Department of Pediatrics, Tokai University School of Medicine, Isehara, Japan.
Department of Pediatrics, Tokai University Hachioji Hospital, Hachioji, Japan.
Int Arch Allergy Immunol. 2022;183(12):1270-1280. doi: 10.1159/000526408. Epub 2022 Oct 6.
Allergic sensitization is an important factor in the development, severity, and exacerbation of asthma, which is attributed to type 2 (T2) inflammation. Evidence suggests that respiratory bacterial pathogens (e.g., Streptococcus pneumoniae) exert suppressive effects on airway T2 inflammation. To clarify the role of allergic inflammation in bacterial colonization in asthma based on allergic sensitization, we investigated pharyngeal bacterial colonization, biomarkers (e.g., serum eosinophil cationic protein (ECP) and cytokines/chemokines), and symptoms in the acute exacerbation of childhood asthma.
Pharyngeal samples were collected from 53 children (mean/median age 2.7/2.5 years). Serum levels of total and allergen-specific IgE against aeroallergens, ECP, and 17 cytokines/chemokines were measured.
Allergic sensitization was recognized in 62.2% patients. S. pneumoniae, Moraxella catarrhalis, Haemophilus influenzae, and other bacteria were detected in 47.1%, 11.3%, 11.3%, and 30.1% of all patients, respectively. Patients with S. pneumoniae had a significantly shorter duration of wheezing than those without (4.7 ± 3.6 vs. 7.1 ± 3.5 days, p = 0.024). In patients with allergic sensitization, patients with S. pneumoniae had a significantly shorter duration of wheezing than those without (4.0 ± 3.6 vs. 7.7 ± 4.0 days, p = 0.003). Serum total IgE was significantly lower in patients with S. pneumoniae than in those without (81.9 [7.8-894] vs. 287 [4.4-1,840] IU/mL, p = 0.014). Serum ECP was significantly higher (33.1 [2-109] vs. 7.8 [3-35] ng/mL, p = 0.042), and IFN-γ was significantly lower (5.6 [4-10] vs. 16.4 [7-28] pg/mL, p = 0.032) in patients with allergic sensitization than those without.
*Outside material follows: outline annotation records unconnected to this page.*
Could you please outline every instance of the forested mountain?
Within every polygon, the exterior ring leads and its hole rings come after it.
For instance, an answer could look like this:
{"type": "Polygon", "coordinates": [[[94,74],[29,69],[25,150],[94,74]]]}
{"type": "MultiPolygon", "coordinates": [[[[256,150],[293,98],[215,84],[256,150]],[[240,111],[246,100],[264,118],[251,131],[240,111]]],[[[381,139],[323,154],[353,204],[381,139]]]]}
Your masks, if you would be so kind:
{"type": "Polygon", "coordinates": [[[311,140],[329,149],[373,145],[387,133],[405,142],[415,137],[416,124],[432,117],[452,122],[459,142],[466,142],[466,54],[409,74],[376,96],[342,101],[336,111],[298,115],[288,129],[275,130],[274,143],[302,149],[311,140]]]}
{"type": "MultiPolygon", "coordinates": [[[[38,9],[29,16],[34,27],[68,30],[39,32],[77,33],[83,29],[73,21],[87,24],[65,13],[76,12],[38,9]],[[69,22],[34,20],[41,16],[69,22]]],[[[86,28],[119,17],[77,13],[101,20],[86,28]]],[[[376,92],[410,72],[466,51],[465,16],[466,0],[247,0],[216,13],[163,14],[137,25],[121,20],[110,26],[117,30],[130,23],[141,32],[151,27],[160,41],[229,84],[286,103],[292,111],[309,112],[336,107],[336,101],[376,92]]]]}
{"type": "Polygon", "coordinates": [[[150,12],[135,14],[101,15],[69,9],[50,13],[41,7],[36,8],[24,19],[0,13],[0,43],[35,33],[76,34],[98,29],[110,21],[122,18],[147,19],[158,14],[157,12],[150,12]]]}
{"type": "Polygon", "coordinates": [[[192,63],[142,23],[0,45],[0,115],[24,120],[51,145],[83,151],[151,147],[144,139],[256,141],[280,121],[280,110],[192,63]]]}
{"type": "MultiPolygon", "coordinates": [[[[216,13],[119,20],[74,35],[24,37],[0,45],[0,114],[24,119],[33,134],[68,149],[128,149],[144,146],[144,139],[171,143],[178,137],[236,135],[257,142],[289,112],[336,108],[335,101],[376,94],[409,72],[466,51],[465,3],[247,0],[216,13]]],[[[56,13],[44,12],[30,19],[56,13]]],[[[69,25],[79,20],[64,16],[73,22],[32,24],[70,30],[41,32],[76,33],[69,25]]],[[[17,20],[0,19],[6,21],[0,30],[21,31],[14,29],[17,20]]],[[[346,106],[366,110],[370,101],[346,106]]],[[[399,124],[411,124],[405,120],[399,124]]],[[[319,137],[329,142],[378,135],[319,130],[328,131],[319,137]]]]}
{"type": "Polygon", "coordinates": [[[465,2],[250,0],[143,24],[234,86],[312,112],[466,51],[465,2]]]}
DISCUSSION/CONCLUSION: Our results suggested that the suppressive effects of S. pneumoniae colonization were observed only in patients with allergic sensitization, wherein serum total IgE, ECP, and IFN-γ may have an important role on acute exacerbation of asthma.
过敏致敏是哮喘发展、严重程度和恶化的一个重要因素,这归因于 2 型(T2)炎症。有证据表明,呼吸道细菌病原体(例如肺炎链球菌)对气道 T2 炎症具有抑制作用。为了基于过敏致敏阐明细菌定植在哮喘中的过敏炎症的作用,我们研究了儿童哮喘急性加重时的咽细菌定植、生物标志物(例如血清嗜酸性粒细胞阳离子蛋白(ECP)和细胞因子/趋化因子)和症状。
从 53 名儿童(平均/中位数年龄 2.7/2.5 岁)中采集咽拭子样本。测量了总血清和过敏原特异性 IgE 对气传过敏原、ECP 和 17 种细胞因子/趋化因子的水平。
62.2%的患者存在过敏致敏。肺炎链球菌、卡他莫拉菌、流感嗜血杆菌和其他细菌在所有患者中的检出率分别为 47.1%、11.3%、11.3%和 30.1%。有肺炎链球菌的患者喘息持续时间明显短于无肺炎链球菌的患者(4.7 ± 3.6 与 7.1 ± 3.5 天,p = 0.024)。在有过敏致敏的患者中,有肺炎链球菌的患者喘息持续时间明显短于无肺炎链球菌的患者(4.0 ± 3.6 与 7.7 ± 4.0 天,p = 0.003)。有肺炎链球菌的患者血清总 IgE 明显低于无肺炎链球菌的患者(81.9 [7.8-894] 与 287 [4.4-1,840] IU/mL,p = 0.014)。血清 ECP 明显升高(33.1 [2-109] 与 7.8 [3-35] ng/mL,p = 0.042),IFN-γ 明显降低(5.6 [4-10] 与 16.4 [7-28] pg/mL,p = 0.032)在有过敏致敏的患者中。
讨论/结论:我们的结果表明,肺炎链球菌定植的抑制作用仅在过敏致敏患者中观察到,其中血清总 IgE、ECP 和 IFN-γ 可能在哮喘急性加重中起重要作用。